Videogames have the potential to consider complex and sensitive subject matters such as representation, race, sexuality and geo-politics. As tools to make games have become more available and distribution has broadened, game designers have begun to engage more widely with social and ethical debates. The next section will present interviews and opinion from influential game makers and commentators who are leading this discussion such as developer Rami Ismail and advocate Tanya de Pass. Here ideas about videogames and what they should be are challenged – as well as how this relates to society as a whole. A selection of works will illustrate such themes including how do you Do It, a semi-autobiographical game by Nina Freeman which tackles the discovery of sexuality through dolls and Phone Story by Molleindustria, a satirical mobile video game which invites players to consider negative effects of their consumption on people in the globalised world.
The third section celebrates the dazzling imagination and collaborative creativity shown by videogames players in real and virtual communities, transcending the role of the designer to democratise design on a vast scale. The double-height exhibition space in this section will feature a dramatic and immersive installation that explores the role of the player as co-creator. This will show the astonishing feats of engineering and construction undertaken in Minecraft from the recreation of the continent of Westeros in Game of Thrones to the mass spectacle of esports tournaments such as League of Legends World Championships. There will be examples of fan art and cosplay created by enthusiasts who interpret the medium in their own style and create costumes and accessories to represent themselves, or even their pets as characters.
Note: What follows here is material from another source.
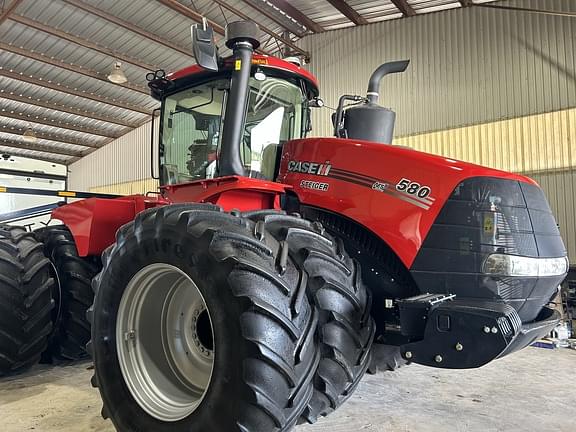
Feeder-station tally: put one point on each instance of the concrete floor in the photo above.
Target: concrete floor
(533, 390)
The playful finale will look at the rise of the grassroots DIY arcade scene, showcasing handmade arcade cupboards and interactive installations of spectacle and performance. Unusual and remarkable games made by DIY enthusiasts and creatives will be shown such as Bush Bash by SK Games, played in a sedan car cut in half and fitted with a display for two players to shoot and drive. Visitors can also play games such as Line Wobbler by Robin Baumgarten. Created from a custom-made spring controller and a several metre-long ultrabright LED strip display, it was inspired by a viral video of a cat playing with a door-stopper spring.